Please somebody update the links on the Jobeet page because currently link to this day isn't there
very nice!
little typo in the template: class=" expires_soon"
there is a preceding whitespace inside the class attribute
A couple of question:
2.- after the Publish but before the Show it gives me this Error for like a second
"Warning: Cannot modify header information - headers already sent by (output started at C:\dev\sf\jobeet\apps\frontend\lib\Jobeet.class.php:1) in C:\dev\sf\jobeet\lib\vendor\symfony\lib\response\sfWebResponse.class.php on line 335
Warning: Cannot modify header information - headers already sent by (output started at C:\dev\sf\jobeet\apps\frontend\lib\Jobeet.class.php:1) in C:\dev\sf\jobeet\lib\vendor\symfony\lib\response\sfWebResponse.class.php on line 349
Warning: Cannot modify header information - headers already sent by (output started at C:\dev\sf\jobeet\apps\frontend\lib\Jobeet.class.php:1) in C:\dev\sf\jobeet\lib\vendor\symfony\lib\response\sfWebResponse.class.php on line 349"
any helps?
2 Gianko about 1-st i left doSelect too. about 2-nd take look to line 1 of C:\dev\sf\jobeet\apps\frontend\lib\Jobeet.class.php looks like here left spaces or other chars before tag <?php
2 Gianko
actually strange path for Jobeet class. expected that it will be in the C:\dev\sf\jobeet\lib\Jobeet.class.php not in the app libs, as this class probably will be used on backend too.
Doctrine version is missing, right ?
@Iking:
it seems that i have that file duplicated, but if i delete the C:\dev\sf\jobeet\apps\frontend\lib\Jobeet.class.php it throws me a fatal error.
well... i'm lost now :(
@Gianko: Have you tried a 'symfony cc' after deleting the extra one?
god...i actually now think that making a form with plain html and some php it's much simpler...i;m really happy it;s just a subframework and i can just not use it
yeah! that was it... i forget the CC
now everythng is Ok.
thanks @Iking and @Harro
This tutorial Rocks!
@Mad: For simple websites it's a bit overkill, but for big projects with over 200 forms, 2 designers and 5 programmers all working on them And then customer calling after 6 months wanting something changed that requires a whole different set of validators in a form someone else made. Then you'll be happy that you have the forms framework.
This was a lot of information at once, but it is still OK. 2 remarks :
Some of you might want to use instead of writing directly , in order to avoid validation problems in your IDE (PHPEclipse for instance checks HTML and I hate warnings :P).

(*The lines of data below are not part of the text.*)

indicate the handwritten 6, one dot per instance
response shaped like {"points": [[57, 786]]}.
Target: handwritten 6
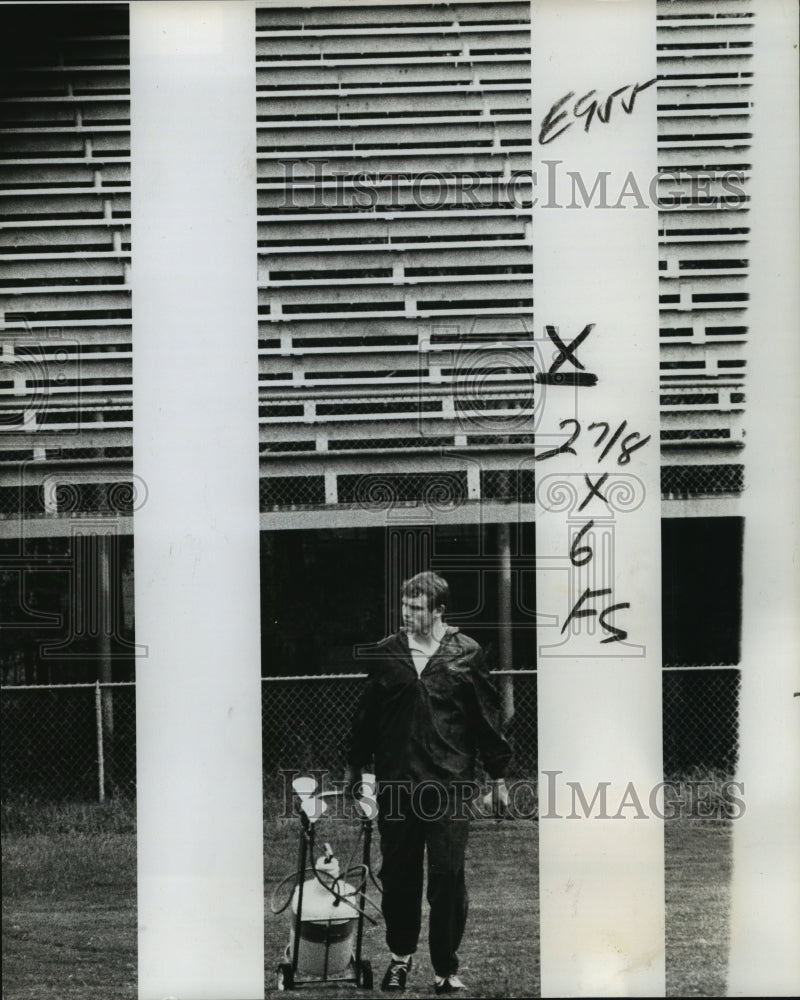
{"points": [[556, 121]]}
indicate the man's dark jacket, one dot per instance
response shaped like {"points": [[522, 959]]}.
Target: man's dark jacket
{"points": [[431, 726]]}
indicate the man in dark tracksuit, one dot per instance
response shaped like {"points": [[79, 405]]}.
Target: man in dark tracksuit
{"points": [[428, 710]]}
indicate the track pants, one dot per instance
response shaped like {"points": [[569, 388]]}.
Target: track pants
{"points": [[406, 831]]}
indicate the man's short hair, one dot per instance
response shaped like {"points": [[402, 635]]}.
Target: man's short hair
{"points": [[429, 585]]}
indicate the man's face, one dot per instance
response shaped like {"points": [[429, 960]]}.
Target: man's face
{"points": [[418, 618]]}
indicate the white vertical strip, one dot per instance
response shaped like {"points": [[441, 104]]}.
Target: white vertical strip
{"points": [[200, 870], [765, 914], [601, 857]]}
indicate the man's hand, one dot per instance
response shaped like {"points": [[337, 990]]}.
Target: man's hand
{"points": [[352, 777], [498, 797]]}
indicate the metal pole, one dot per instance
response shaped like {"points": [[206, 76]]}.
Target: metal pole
{"points": [[106, 628], [101, 766], [504, 608]]}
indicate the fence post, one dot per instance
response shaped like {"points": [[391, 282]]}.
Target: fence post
{"points": [[101, 767], [504, 618]]}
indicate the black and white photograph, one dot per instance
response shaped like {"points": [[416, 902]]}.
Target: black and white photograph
{"points": [[434, 360]]}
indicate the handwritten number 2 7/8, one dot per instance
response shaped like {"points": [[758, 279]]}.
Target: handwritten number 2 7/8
{"points": [[628, 444]]}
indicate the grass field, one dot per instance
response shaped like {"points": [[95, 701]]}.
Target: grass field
{"points": [[69, 906]]}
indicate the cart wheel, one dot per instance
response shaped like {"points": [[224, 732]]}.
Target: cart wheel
{"points": [[285, 976], [364, 974]]}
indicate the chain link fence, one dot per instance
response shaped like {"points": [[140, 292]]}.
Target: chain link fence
{"points": [[78, 741], [68, 742]]}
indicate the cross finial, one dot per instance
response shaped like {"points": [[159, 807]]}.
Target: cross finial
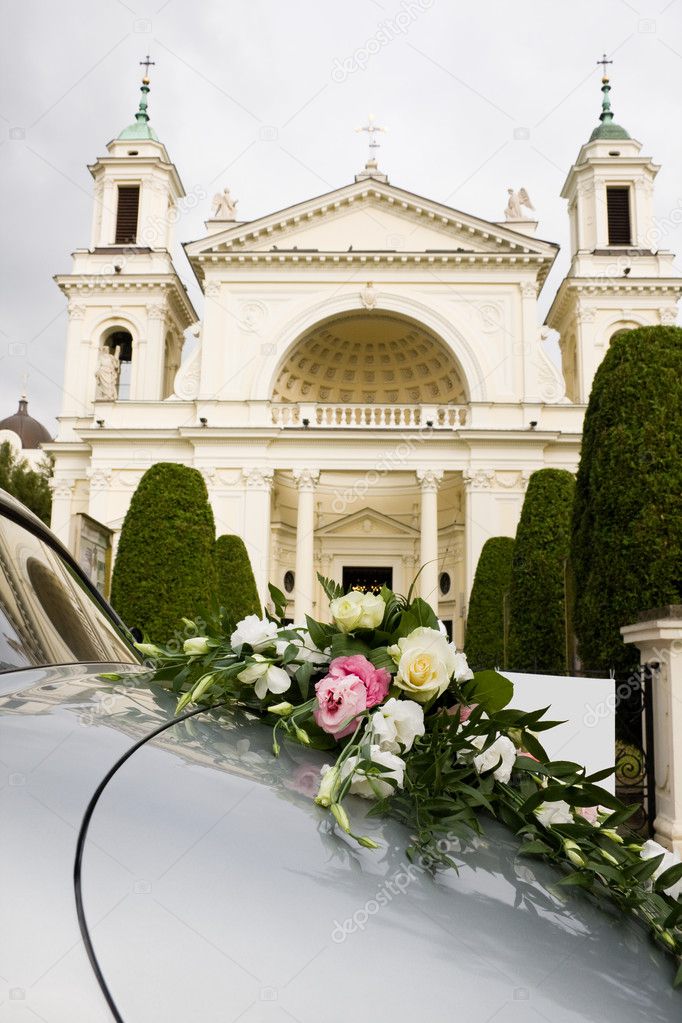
{"points": [[603, 63], [147, 63], [372, 130]]}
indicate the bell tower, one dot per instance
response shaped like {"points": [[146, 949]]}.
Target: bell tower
{"points": [[128, 308], [618, 278]]}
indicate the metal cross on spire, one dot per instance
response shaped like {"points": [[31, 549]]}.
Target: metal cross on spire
{"points": [[147, 63], [372, 130], [603, 63]]}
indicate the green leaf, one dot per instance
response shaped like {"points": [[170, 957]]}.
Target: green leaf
{"points": [[303, 677], [278, 599], [490, 690], [381, 659], [668, 878], [320, 634], [534, 747], [331, 588], [582, 880], [423, 614]]}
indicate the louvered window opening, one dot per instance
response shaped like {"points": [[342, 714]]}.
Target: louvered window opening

Humm.. Not sure but, with this way of writing forms, it seems that the framework has all the informations needed to also provide client-side input validators (ie Javascript validation). Which would of course be great and give a lovely feeling to the users (if provided with graceful degradation...). Is there anything in symfony 1.2 that enables it without writing a lot more code ? Any plugin maybe ?
I like the sfPropelRouteCollection and the concept of admin bar when accessing the object with its token. :)
Does this limit you to having your forms in a table instead of div statements and using CSS to style them? Also what about attaching javascripts to certain fields. For example on my symfony 1.0 site, I am using auto complete in several fields, and others I create more fields based on the fact if all the fields are in use and another field is needed.
This is an awesome tutorial. Keep up the good work.
For those who want their delete function to work i've changed following things:
job: class: sfPropelRouteCollection options: model: JobeetJob column: token object_actions: { publish: put, delete: delete } requirements: token: \w+
an then in the actions.class.php (executeDelete)
$request->checkCSRFProtection(); $job = $this->getRoute()->getObject(); $job->delete(); $this->getUser()->setFlash('notice', sprintf('Your job has been deleted.')); $this->redirect('job/index');
and then override the method delete from the BaseJobeetJob in JobeetJob
$logo = sfConfig::get('sf_upload_dir').'/jobs'.$this->getLogo(); unlink($logo); return parent::delete($con);
What about Doctrine version of this article? Why Doctrine version is so out of date?